The sender is sensu, and the messages are in indeed JSON – checked this with tcpdump command.

The Logstash log indicates that the connections are accepted:

{:timestamp=>"2015-06-15T14:03:39.832000+1000", :message=>"Accepted connection", :client=>"127.0.0.1:38065", :server=>"localhost:9250", :level=>:debug, :file=>"logstash/inputs/tcp.rb", :line=>"146", :method=>"client_thread"}
{:timestamp=>"2015-06-15T14:03:39.962000+1000", :message=>"config LogStash::Codecs::JSONLines/@charset = \"UTF-8\"", :level=>:debug, :file=>"logstash/config/mixin.rb", :line=>"112", :method=>"config_init"}
{:timestamp=>"2015-06-15T14:03:39.963000+1000", :message=>"config LogStash::Codecs::Line/@charset = \"UTF-8\"", :level=>:debug, :file=>"logstash/config/mixin.rb", :line=>"112", :method=>"config_init"}

However, the data appears to go no further, and can't be found in Kibana.
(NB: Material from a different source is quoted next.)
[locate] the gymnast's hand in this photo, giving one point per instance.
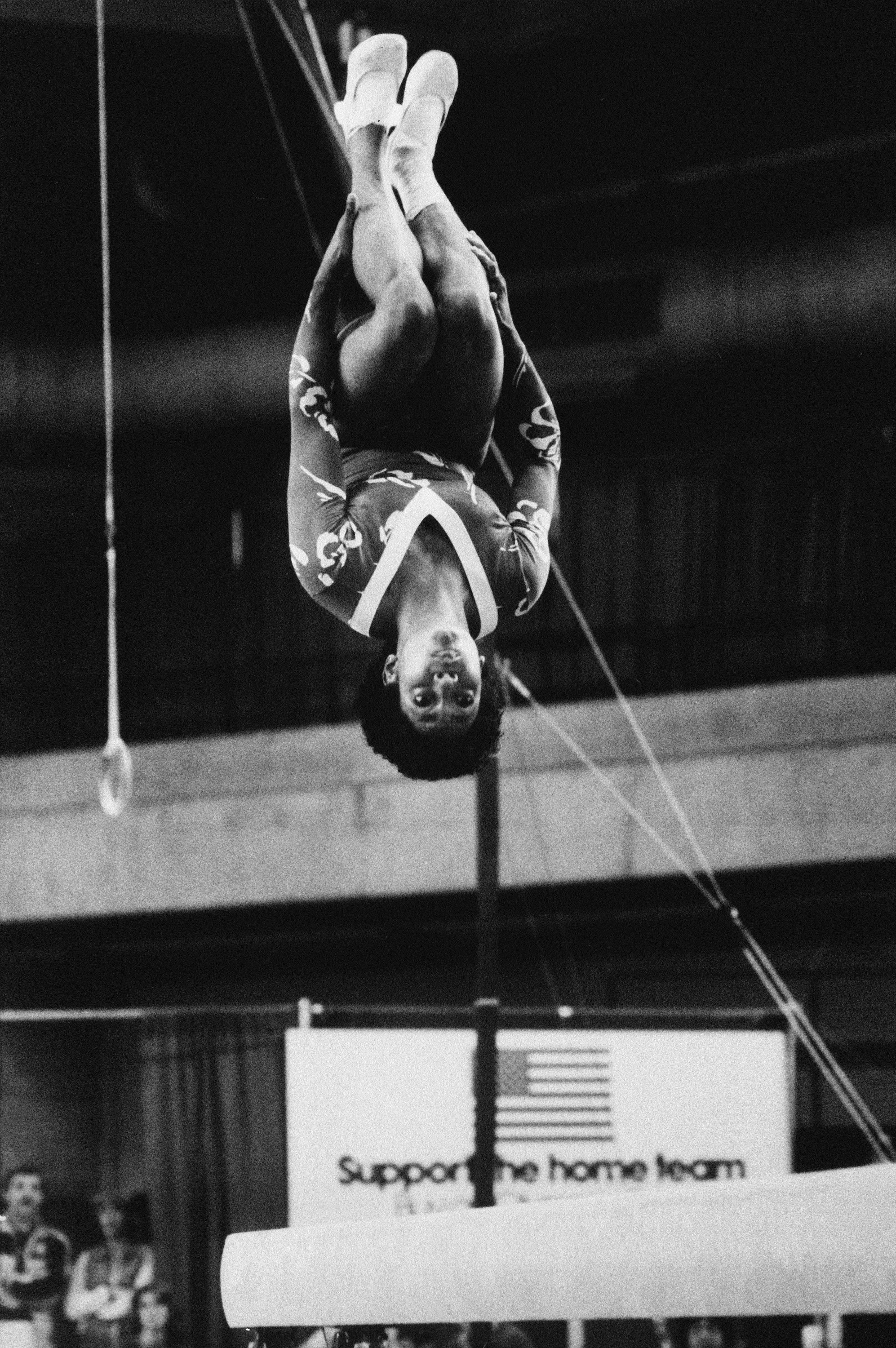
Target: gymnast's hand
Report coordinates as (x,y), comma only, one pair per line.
(337,259)
(497,286)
I went as far to disable the other inputs, and then observed the shard in elasticsearch (curl 'localhost:9200/_cat/shards'), which did not increase in size.
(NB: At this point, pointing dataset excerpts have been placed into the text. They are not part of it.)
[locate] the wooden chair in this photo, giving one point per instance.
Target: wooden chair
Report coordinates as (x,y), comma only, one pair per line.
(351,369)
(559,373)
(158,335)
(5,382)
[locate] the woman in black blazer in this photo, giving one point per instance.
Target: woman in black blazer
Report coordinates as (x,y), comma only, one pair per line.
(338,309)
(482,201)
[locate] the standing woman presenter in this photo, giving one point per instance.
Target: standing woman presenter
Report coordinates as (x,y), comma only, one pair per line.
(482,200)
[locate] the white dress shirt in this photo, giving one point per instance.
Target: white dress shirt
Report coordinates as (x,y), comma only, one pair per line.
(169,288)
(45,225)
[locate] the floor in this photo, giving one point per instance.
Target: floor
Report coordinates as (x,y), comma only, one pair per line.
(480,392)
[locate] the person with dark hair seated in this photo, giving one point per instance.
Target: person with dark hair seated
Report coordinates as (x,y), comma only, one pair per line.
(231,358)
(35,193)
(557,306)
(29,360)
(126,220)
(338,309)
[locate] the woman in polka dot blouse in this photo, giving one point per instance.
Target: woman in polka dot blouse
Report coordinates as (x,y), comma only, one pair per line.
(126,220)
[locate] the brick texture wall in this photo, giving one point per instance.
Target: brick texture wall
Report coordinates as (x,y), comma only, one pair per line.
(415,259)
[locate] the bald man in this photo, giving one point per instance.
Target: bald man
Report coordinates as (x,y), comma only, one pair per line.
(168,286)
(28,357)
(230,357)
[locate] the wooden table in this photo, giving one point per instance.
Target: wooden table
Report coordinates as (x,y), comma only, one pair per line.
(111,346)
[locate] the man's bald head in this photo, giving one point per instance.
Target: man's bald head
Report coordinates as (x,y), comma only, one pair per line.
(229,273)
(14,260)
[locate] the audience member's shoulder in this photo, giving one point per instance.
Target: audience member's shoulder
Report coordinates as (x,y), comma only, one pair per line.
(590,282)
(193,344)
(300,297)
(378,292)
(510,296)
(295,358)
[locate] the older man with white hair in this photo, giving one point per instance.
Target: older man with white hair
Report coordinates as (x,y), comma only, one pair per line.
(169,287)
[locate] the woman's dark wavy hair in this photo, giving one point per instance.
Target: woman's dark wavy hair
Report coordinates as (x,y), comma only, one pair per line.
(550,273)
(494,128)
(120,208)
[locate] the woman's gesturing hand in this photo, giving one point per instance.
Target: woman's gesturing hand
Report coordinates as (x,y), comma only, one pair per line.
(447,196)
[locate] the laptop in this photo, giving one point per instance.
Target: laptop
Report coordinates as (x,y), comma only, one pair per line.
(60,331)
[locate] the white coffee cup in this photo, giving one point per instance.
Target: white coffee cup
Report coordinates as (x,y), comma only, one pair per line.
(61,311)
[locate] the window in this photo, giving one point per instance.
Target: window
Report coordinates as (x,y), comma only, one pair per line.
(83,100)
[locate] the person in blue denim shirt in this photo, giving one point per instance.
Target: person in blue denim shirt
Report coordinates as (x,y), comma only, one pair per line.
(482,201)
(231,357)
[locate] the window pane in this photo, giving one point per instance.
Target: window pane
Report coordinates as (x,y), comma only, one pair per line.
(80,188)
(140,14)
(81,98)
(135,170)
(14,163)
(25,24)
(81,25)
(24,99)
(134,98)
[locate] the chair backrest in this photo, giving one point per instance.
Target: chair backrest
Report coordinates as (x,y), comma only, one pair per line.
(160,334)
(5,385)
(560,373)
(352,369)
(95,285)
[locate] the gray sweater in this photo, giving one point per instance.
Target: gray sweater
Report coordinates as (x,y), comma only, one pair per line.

According to this link I'm on the right track, but probably just doing something silly somewhere…
Thanks in advance.

logstash.conf:

input {
  file {
    path => ["/var/log/messages", "/var/log/secure", "/var/log/iptables"]
    type => "syslog"
    start_position => "end"
  }

  lumberjack {
    port => 5043
    type => "logs"
    ssl_certificate => "/etc/pki/tls/certs/logstash-forwarder.crt"
    ssl_key => "/etc/pki/tls/private/logstash-forwarder.key"
  }

  tcp {
    codec => "json"
    host => "localhost"
    port => 9250
    tags => ["sensu"]
  }

}

output {
  elasticsearch {
    host => "localhost"
    cluster => "webCluster"
  }
}

elasticsearch.yml:

cluster.name: webCluster
node.name: "bossNode"
node.master: true
node.data: true
index.number_of_shards: 1
index.number_of_replicas: 0
network.host: localhost

Best Answer

After a few more frustrating days I have concluded that the json/json_lines codec is broken - possibly only when used with tcp inputs.
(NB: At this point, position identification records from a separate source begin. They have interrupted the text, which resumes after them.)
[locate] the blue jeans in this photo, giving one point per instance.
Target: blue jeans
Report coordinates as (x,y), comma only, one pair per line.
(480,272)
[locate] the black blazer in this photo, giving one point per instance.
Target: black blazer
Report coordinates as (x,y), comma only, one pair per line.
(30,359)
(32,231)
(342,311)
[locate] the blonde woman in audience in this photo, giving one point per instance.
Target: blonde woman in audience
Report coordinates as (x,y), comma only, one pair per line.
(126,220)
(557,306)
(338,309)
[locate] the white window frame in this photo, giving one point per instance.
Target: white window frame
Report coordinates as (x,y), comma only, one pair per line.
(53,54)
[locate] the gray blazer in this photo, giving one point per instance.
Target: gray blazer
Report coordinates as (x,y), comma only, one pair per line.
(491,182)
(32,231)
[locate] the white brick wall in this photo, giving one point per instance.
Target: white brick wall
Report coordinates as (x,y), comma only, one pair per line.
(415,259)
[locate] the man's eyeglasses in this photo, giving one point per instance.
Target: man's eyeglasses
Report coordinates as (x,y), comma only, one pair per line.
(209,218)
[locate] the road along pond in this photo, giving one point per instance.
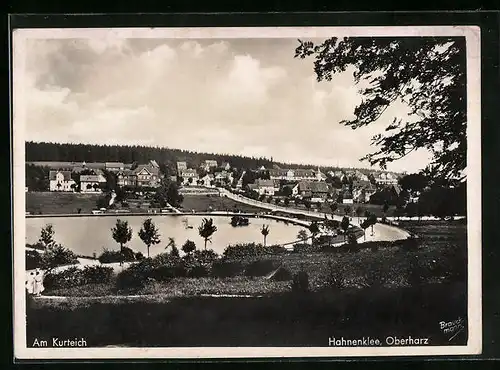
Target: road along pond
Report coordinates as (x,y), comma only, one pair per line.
(87,235)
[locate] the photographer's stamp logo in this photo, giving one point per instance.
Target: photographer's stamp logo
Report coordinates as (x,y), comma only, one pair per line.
(452,328)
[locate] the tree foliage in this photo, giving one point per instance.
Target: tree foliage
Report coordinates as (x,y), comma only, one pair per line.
(56,255)
(207,229)
(122,233)
(47,236)
(149,233)
(265,232)
(426,73)
(188,247)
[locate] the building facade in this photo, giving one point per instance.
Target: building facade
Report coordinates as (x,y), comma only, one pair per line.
(61,181)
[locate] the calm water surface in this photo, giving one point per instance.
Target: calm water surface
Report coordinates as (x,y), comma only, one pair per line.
(88,235)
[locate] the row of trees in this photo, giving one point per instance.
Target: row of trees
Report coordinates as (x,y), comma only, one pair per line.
(42,151)
(150,236)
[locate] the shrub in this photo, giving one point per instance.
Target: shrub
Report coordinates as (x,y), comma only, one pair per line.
(260,267)
(375,276)
(352,243)
(303,248)
(300,283)
(56,255)
(411,243)
(188,247)
(128,254)
(416,275)
(205,257)
(167,266)
(239,251)
(223,269)
(136,276)
(334,278)
(96,274)
(33,260)
(282,274)
(108,256)
(67,278)
(198,271)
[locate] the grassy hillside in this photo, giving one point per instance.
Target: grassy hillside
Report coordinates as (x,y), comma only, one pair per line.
(62,203)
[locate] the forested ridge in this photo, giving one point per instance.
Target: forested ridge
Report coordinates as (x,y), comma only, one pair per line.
(65,152)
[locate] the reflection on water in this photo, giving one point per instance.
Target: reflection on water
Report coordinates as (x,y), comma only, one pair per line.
(88,235)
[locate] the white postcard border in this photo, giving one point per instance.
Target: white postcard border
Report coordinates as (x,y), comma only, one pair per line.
(472,35)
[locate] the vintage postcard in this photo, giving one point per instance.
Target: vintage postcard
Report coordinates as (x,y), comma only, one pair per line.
(246,192)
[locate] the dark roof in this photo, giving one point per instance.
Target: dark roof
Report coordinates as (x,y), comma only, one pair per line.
(396,188)
(152,170)
(261,182)
(90,178)
(66,174)
(114,164)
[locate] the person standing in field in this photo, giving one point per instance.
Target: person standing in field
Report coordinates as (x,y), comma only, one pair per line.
(38,286)
(30,283)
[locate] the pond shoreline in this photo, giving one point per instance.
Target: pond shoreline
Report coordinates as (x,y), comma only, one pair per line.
(181,214)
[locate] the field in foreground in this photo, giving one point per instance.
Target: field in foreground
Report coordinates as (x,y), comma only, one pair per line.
(175,313)
(289,319)
(60,203)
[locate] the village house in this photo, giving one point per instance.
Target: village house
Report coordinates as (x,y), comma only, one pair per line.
(147,175)
(92,183)
(347,197)
(362,191)
(223,176)
(114,166)
(206,180)
(188,174)
(360,176)
(181,166)
(314,190)
(386,179)
(292,175)
(264,187)
(239,184)
(126,178)
(61,181)
(208,164)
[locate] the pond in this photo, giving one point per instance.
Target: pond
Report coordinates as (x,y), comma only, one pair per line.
(88,235)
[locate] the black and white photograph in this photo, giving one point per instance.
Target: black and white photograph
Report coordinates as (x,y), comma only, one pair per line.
(246,192)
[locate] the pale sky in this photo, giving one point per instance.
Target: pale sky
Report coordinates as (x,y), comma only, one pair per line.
(237,96)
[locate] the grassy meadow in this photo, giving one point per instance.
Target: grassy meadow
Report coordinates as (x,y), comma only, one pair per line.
(377,296)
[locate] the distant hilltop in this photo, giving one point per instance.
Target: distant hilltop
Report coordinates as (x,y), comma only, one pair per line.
(41,153)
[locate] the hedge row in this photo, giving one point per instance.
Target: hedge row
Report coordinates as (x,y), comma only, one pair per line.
(74,276)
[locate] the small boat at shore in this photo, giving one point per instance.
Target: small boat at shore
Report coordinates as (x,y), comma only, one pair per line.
(239,221)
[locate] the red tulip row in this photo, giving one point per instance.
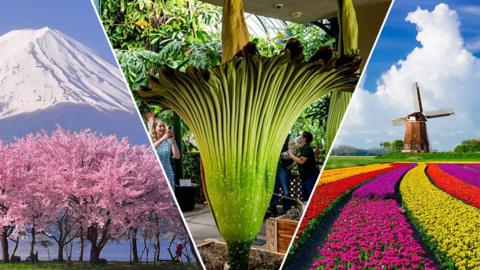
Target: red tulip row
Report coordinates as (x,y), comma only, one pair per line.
(454,186)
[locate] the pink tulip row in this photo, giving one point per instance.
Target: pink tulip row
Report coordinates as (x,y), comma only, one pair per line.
(466,174)
(384,185)
(371,233)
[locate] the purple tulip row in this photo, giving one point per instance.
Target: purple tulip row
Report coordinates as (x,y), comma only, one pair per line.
(466,174)
(371,233)
(474,166)
(384,185)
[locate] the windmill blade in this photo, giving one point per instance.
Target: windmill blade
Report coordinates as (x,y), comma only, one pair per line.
(417,100)
(399,121)
(439,113)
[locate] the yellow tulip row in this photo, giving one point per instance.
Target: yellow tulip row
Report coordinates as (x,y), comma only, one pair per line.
(450,223)
(333,175)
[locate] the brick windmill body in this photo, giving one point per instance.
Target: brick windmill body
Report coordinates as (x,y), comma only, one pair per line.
(416,136)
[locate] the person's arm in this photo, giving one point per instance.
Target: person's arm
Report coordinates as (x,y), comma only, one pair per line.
(299,160)
(175,150)
(159,141)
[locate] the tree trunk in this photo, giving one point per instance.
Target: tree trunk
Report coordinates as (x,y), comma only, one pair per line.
(80,258)
(32,246)
(157,247)
(61,245)
(16,246)
(6,258)
(92,235)
(94,253)
(134,245)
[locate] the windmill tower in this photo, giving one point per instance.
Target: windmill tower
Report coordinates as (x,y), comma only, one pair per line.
(416,137)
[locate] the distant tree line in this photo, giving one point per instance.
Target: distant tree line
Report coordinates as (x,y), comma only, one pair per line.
(392,146)
(468,146)
(347,150)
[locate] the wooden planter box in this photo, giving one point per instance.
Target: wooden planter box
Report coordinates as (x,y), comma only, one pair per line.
(214,256)
(280,231)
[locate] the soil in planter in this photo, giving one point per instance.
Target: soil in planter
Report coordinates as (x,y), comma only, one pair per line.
(214,257)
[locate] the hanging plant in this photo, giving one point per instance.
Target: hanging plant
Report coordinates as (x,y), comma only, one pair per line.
(240,113)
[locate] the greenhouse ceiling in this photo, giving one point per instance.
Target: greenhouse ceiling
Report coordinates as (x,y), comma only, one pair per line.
(299,11)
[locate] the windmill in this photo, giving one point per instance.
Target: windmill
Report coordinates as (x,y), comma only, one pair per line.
(416,137)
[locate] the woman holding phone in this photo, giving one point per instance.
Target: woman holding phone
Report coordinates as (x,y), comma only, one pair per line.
(164,144)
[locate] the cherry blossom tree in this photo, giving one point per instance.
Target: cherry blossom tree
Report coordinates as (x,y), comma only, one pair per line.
(67,185)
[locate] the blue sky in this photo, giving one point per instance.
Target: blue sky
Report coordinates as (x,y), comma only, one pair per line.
(76,18)
(435,43)
(398,37)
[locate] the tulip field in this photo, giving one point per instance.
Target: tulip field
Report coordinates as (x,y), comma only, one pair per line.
(392,216)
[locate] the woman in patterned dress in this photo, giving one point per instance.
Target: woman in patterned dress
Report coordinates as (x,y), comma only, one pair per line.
(165,146)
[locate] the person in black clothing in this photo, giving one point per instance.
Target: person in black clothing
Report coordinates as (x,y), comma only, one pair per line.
(282,180)
(307,166)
However, I found a workaround, using a filter:

filter {
  if ("sensu" in [tags]) {
    json {
      "source" => "message"
    }
  }
}

This, and a few mutations produces the effect I was originally trying to achieve. For posterity, here's my working logstash.conf which combines logs and cpu/memory metrics data from sensu:

input {
  file {
    path => [
      "/var/log/messages"
      , "/var/log/secure"
    ]
    type => "syslog"
    start_position => "end"
  }

  file {
    path => "/var/log/iptables"
    type => "iptables"
    start_position => "end"
  }

  file {
    path => ["/var/log/httpd/access_log"
        ,"/var/log/httpd/ssl_access_log"
    ]
    type => "apache_access"
    start_position => "end"
  }

  file {
    path => [
      "/var/log/httpd/error_log"
      , "/var/log/httpd/ssl_error_log"
    ]
    type => "apache_error"
    start_position => "end"
  }

  lumberjack {
    port => 5043
    type => "logs"
    ssl_certificate => "/etc/pki/tls/certs/logstash-forwarder.crt"
    ssl_key => "/etc/pki/tls/private/logstash-forwarder.key"
  }

  tcp {
    host => "localhost"
    port => 9250
    mode => "server"
    tags => ["sensu"]
  }

}

filter {
  if ("sensu" in [tags]) {
    json {
      "source" => "message"
    }
    mutate {
      rename => { "[check][name]" => "type" }
      replace => { "host" => "%{[client][address]}" }
      split => { "[check][output]" => " " }
      add_field => { "output" => "%{[check][output][1]}" }
      remove_field => [ "[client]", "[check]", "occurrences" ]
    }
  } else if([type] == "apache_access") {
    grok {
      match => { "message" => "%{IP:client}" }
    }
  }
}

filter {
  mutate {
    convert => { "output" => "float" }
  }
}

output {
  elasticsearch {
    host => "localhost"
    cluster => "webCluser"
  }
}

Unrelated to issue: The "output" is received as multiple values separated by spaces, hence the "split" operation. The second element is used and then converted to float, so that Kibana graphs it nicely (something I learned the hard way).